From the Stacks: Olive sequel provides return to small-town life

Elizabeth Strout just so happens to be one of my favorite authors. I like everything this prize-winning writer has written, and "Olive, Again," the sequel to "Olive Kitteridge" (2008), is no exception.

Olive Kitteridge is 10 years older and solidly in the twilight of her years. After the death of her first husband, Henry, this crusty, retired math teacher surprises her small town and herself by remarrying in her 70s. Once again, the reader is caught up in the intricacies of small-town life in Kitteridge's fictional town of Crosby, Maine.

Like the book's predecessor, it is a collection of stories that follow Olive from her 70s into her 80s as she navigates the new terrain of a second marriage and widowhood, surviving a heart attack and finally moving into the Maple Tree Apartments, or as Olive refers to them "that place for old people."

Through it all, Olive's life observations make us think, laugh and shed a few tears.

By no means has Olive lost her edge in this sequel. She is still the painfully honest character we grew to love. In Crosby, Olive knows everyone and everyone knows her. Many residents she taught in school. Olive has no filter, and she freely shares her opinions on the people around her and the things they do, or don't do.
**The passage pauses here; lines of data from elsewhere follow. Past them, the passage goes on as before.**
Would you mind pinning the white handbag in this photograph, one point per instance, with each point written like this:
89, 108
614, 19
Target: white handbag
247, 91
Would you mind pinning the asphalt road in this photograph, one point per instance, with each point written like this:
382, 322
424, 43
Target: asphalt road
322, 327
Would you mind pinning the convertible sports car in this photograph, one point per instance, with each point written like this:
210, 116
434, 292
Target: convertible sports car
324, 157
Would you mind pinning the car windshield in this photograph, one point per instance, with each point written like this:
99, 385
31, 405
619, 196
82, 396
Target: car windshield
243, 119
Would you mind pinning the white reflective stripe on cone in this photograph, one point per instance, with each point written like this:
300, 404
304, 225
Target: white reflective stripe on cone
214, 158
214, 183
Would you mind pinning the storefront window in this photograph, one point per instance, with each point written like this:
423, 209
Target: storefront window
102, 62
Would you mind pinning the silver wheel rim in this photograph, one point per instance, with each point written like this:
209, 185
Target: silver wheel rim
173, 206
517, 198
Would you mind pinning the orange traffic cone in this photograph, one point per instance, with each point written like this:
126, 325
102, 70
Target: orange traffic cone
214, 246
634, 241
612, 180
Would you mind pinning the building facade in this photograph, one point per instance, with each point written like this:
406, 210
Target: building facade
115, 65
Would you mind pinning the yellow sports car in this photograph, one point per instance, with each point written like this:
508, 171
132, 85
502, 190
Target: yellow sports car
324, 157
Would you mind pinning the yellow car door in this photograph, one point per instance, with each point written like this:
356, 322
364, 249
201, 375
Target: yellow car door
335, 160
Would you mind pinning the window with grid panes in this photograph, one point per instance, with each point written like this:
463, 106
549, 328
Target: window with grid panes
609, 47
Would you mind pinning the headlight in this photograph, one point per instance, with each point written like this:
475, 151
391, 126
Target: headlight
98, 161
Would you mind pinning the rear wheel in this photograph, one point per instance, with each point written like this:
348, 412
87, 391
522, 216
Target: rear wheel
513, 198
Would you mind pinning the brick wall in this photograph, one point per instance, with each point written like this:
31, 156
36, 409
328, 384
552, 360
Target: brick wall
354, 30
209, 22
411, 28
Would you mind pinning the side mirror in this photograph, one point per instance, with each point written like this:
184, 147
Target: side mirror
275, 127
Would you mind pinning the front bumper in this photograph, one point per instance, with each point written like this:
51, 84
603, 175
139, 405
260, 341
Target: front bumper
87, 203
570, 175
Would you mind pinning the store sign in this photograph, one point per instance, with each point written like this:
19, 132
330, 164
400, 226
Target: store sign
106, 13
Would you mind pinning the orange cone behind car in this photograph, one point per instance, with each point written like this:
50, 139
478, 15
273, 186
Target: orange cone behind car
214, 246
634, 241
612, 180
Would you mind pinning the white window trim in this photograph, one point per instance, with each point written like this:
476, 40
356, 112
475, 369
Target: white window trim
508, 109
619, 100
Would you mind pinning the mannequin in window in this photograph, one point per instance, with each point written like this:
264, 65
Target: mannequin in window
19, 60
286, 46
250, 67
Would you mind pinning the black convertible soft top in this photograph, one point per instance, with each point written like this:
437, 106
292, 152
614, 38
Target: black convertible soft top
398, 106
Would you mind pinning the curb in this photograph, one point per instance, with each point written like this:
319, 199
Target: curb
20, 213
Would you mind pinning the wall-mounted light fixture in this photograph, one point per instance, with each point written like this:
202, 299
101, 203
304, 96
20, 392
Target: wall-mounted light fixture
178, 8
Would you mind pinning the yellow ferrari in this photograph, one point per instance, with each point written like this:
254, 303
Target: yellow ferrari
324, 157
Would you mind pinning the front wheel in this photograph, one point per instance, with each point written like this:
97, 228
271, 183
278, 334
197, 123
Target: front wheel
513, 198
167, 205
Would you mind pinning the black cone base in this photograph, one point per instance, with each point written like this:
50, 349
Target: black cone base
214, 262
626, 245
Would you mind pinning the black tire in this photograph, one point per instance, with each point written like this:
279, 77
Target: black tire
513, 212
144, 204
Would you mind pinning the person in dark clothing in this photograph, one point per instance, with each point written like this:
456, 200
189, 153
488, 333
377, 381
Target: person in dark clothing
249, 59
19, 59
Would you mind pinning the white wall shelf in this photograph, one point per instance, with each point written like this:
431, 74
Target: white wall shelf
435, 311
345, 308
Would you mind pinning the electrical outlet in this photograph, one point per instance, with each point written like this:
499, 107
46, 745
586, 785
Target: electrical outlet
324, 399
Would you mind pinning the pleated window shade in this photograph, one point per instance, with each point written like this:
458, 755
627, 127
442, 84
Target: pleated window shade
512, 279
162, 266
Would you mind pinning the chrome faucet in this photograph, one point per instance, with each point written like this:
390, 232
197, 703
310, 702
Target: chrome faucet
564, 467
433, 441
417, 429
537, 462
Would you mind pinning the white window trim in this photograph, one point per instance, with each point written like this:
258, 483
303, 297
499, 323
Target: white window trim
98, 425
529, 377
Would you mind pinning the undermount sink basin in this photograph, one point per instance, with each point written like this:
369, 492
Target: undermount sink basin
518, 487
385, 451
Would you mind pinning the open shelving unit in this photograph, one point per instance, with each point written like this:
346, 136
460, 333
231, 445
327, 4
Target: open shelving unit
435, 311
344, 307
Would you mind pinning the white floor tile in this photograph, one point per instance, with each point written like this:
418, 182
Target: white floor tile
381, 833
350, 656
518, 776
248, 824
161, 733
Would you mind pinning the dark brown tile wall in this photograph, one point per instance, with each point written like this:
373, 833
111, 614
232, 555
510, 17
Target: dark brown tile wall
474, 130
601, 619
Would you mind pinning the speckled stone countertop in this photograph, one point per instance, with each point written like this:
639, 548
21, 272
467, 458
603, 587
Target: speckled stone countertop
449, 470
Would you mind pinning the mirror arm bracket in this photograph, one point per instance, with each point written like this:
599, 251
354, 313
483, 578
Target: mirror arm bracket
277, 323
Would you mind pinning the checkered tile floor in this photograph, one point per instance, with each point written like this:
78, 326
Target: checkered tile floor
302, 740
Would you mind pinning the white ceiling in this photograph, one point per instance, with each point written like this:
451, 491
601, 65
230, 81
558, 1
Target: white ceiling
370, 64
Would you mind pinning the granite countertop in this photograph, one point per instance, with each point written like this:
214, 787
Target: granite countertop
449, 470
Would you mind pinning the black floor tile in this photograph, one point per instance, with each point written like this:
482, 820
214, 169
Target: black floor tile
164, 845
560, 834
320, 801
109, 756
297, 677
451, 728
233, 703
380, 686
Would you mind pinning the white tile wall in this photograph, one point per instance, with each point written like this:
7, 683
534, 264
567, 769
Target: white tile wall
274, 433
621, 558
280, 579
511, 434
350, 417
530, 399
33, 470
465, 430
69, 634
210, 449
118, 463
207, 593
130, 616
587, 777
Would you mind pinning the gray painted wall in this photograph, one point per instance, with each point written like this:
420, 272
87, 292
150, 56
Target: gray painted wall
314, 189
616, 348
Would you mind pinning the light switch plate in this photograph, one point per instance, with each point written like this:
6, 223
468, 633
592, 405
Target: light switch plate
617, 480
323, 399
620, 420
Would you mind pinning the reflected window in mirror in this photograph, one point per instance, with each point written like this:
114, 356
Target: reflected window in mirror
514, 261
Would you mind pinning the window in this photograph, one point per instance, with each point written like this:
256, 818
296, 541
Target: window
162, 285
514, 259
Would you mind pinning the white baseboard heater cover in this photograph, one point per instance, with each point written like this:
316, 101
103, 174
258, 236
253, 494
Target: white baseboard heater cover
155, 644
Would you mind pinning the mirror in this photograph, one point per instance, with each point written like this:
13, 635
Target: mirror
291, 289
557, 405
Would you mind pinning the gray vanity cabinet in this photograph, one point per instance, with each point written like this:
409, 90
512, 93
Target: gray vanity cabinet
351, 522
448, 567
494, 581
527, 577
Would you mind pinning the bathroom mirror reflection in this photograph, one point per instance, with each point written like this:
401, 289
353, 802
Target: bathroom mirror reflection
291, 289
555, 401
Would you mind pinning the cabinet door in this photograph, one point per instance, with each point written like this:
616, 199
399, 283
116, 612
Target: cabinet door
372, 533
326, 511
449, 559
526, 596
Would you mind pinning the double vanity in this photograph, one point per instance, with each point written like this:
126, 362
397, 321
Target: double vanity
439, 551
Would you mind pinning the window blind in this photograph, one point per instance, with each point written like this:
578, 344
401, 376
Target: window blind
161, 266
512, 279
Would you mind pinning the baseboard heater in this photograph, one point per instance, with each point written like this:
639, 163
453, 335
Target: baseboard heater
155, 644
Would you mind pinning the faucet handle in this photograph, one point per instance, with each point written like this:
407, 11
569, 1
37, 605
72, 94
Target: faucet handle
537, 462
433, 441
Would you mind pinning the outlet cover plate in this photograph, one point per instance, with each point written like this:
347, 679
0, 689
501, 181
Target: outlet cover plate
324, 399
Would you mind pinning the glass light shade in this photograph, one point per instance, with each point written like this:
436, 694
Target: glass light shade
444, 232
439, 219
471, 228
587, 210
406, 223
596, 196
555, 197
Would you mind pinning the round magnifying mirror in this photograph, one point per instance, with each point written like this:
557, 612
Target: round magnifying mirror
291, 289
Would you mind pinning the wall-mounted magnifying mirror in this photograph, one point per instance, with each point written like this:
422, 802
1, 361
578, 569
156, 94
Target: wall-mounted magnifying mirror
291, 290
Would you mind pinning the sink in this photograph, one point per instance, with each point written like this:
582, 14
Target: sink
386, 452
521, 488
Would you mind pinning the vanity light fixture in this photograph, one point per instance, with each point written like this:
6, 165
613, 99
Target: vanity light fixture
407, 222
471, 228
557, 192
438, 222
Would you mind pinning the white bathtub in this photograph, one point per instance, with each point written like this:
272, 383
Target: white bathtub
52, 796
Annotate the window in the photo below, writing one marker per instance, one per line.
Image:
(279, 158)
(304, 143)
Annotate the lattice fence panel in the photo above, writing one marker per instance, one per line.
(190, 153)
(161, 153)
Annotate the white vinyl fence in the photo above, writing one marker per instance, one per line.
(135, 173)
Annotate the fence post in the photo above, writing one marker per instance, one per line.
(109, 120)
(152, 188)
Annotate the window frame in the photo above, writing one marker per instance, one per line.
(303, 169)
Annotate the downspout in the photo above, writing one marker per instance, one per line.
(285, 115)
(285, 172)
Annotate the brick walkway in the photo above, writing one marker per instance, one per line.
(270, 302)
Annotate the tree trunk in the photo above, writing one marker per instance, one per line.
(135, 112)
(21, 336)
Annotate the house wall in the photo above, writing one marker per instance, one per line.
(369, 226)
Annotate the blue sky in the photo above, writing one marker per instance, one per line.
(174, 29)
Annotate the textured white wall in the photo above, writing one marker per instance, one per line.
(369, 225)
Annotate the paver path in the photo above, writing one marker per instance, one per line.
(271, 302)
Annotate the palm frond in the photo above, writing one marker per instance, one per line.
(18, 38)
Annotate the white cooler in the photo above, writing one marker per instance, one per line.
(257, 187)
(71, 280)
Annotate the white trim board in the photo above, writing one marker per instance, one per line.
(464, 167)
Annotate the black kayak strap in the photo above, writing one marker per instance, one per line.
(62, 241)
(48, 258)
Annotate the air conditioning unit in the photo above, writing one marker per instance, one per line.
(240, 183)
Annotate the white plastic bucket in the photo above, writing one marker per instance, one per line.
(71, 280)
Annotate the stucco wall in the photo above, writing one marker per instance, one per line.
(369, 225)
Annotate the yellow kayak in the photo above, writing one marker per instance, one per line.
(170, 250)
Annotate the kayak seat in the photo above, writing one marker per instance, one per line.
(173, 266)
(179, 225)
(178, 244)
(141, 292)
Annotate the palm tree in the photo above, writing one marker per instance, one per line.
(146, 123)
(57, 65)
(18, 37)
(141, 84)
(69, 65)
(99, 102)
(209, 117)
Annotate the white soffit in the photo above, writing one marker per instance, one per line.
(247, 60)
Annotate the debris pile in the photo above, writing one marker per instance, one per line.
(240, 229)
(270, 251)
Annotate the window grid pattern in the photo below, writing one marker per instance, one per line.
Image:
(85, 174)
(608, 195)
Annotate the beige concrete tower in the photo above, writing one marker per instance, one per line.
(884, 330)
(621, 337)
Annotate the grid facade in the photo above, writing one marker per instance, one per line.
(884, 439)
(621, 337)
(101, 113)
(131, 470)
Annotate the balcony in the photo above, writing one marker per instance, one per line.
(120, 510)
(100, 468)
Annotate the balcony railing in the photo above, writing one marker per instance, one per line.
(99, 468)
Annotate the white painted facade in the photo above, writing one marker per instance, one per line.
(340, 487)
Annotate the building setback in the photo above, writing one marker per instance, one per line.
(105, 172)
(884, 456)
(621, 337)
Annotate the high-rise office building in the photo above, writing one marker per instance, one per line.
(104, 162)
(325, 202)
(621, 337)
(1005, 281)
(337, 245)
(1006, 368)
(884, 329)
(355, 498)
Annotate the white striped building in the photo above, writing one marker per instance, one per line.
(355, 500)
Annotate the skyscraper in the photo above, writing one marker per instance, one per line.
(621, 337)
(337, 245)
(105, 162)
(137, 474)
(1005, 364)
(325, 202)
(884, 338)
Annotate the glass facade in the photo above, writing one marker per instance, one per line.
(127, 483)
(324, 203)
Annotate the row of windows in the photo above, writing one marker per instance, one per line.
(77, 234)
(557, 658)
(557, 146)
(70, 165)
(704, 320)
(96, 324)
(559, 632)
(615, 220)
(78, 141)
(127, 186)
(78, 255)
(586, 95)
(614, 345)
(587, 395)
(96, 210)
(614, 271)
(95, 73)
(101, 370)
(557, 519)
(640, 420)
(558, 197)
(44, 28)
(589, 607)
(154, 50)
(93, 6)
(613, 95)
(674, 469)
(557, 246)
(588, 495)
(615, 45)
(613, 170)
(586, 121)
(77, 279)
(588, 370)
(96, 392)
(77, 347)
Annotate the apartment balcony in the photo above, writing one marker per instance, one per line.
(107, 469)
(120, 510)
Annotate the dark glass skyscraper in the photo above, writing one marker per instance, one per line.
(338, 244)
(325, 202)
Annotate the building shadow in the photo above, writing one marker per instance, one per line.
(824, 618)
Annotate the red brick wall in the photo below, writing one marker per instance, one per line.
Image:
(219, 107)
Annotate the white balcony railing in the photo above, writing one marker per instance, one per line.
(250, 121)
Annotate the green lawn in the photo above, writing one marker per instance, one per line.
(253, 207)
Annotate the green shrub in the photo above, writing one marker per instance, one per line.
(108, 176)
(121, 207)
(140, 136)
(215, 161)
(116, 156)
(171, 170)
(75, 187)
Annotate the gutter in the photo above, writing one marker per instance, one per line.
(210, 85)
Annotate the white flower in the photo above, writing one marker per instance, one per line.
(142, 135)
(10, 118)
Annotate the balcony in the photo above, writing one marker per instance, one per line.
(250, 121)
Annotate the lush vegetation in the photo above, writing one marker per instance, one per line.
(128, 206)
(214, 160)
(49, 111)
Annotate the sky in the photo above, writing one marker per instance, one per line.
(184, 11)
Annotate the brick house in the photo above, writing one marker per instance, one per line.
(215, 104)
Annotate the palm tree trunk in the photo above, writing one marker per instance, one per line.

One could easily dismiss Olive as a curmudgeon who should keep her opinions to herself, and rightly so. I choose to believe there is a little Olive in all of us. Along with her heavy dose of honesty, there is an understanding of human nature and a compassionate decency Olive possesses, which make her likeable in spite of herself. Love, loss and the complexities and pain of relationships are central themes in both Olive books - something we all live out in our own lives each day.

Strout won the Pulitzer Prize for fiction for "Olive Kitteridge" and is the author of many other wonderful novels, including "Amy and Isabelle," "The Burgess Boys," "My Name is Lucy Barton" and "Anything is Possible." Strout has won numerous awards for her writing and is more than worthy of your reading time.

Claudia Cook is library director of the Missouri River Regional Library.